Discoveries in Health Policy: Case Study: When Do Evaluators Think a Test's Incremental Accuracy is Too Small?

Wednesday, April 27, 2022

Case Study: When Do Evaluators Think a Test's Incremental Accuracy is Too Small?

When do evaluators, like tech assessment committees, think an increase in test accuracy is "too small" to be impactful? This is something modern molecular diagnostics run into all the time. Does a molecular expression test in breast cancer or prostate cancer provide enough added value, over pathology grade and tumor size?

We have a case study, although from radiology not pathology, this week in JAMA Internal Medicine.

Ominously, the research article and the op ed run under a banner, "LESS IS MORE," see also the home page for this series here. If your new technology is reviewed under a logo "LESS IS MORE," it's probably never a good sign.

The two articles are Bell et al., a systematic review and meta-analysis of adding Coronary Artery Calcium Score to a "traditional CV risk assessment' e.g. things like BP and cholesterol. There is an op ed Gallo & Brown. Note, the op ed banner title includes "PRIMUM NON NOCERE" (first do no harm), which is probably never a good sign in an article about your product.

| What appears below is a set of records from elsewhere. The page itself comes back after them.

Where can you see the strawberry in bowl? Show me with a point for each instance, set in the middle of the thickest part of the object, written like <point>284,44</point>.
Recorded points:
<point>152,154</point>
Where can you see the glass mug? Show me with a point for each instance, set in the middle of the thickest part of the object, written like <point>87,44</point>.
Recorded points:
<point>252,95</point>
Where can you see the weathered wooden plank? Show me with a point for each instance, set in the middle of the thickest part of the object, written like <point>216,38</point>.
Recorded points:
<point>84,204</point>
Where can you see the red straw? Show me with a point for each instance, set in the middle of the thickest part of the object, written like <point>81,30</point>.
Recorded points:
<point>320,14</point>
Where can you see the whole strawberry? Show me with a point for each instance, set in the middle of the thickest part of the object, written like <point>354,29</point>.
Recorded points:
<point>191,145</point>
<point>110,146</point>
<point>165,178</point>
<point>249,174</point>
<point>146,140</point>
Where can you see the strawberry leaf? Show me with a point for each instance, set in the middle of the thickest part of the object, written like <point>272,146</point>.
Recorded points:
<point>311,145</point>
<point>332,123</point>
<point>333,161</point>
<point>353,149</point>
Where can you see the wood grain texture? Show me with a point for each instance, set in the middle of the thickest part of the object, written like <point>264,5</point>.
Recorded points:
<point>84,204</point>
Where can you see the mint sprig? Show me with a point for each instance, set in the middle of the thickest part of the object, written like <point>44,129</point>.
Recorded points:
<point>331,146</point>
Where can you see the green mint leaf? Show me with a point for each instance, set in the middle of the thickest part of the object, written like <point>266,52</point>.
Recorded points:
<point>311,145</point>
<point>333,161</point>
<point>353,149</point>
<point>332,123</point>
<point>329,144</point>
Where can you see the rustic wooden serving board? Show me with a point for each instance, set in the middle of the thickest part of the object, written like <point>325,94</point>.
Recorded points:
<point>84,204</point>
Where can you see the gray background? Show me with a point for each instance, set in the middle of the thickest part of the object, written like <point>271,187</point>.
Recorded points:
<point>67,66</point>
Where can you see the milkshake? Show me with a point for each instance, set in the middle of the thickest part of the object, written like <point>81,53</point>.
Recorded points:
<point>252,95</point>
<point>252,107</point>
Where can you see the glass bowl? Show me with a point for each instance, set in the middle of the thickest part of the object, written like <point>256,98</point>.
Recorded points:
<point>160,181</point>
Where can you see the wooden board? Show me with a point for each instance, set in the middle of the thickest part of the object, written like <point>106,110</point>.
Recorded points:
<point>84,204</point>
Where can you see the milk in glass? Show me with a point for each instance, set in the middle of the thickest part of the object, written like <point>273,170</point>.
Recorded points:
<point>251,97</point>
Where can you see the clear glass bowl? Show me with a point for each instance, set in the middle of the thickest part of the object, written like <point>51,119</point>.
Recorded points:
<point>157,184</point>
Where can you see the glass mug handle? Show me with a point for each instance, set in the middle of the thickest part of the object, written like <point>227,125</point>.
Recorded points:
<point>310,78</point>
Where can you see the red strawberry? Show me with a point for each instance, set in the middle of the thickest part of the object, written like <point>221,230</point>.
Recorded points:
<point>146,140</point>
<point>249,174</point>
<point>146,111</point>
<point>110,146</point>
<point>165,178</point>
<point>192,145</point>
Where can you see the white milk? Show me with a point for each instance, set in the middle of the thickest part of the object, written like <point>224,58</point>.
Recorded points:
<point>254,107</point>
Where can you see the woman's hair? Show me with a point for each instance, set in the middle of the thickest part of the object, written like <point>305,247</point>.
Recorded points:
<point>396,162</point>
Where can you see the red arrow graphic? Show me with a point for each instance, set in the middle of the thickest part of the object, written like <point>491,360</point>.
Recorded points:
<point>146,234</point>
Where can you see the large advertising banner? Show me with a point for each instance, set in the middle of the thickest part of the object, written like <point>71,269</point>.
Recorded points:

I think the key point is summarized by Gallo & Brown. Existing predictors have C statistic of .70 to .80, and CACS adds .03 (e.g. 0.73 to 0.83). They find this unimpressive and give some reasons why.

Sources

BELL (Article) here

GALLO (Op Ed) here

Discussion

Usually, the popular statistic "area under the curve" is a hard way to show "added clinical value." If the AUC of the standard of care is .75, and the AUC of your molecular test is .79, what does that mean for outcomes and care? First, AUC is an abstract concept, and second, AUC (or ROC) assume binary tests without a middle ground, and are based on pure sensitivity (in 100 known patients) and pure specificity (in 100 negative patients), so base rates are hard to extrapolate. AUC means very different things clinically if there are 10 patients per 20 tests given, or 5 patients per 100 tests given.

Usually it's better to translate to terms like "Current standard has 20 false positives per 100 patients, but our test cuts that in half. This means 10 less patients per 100 get a needless biopsy."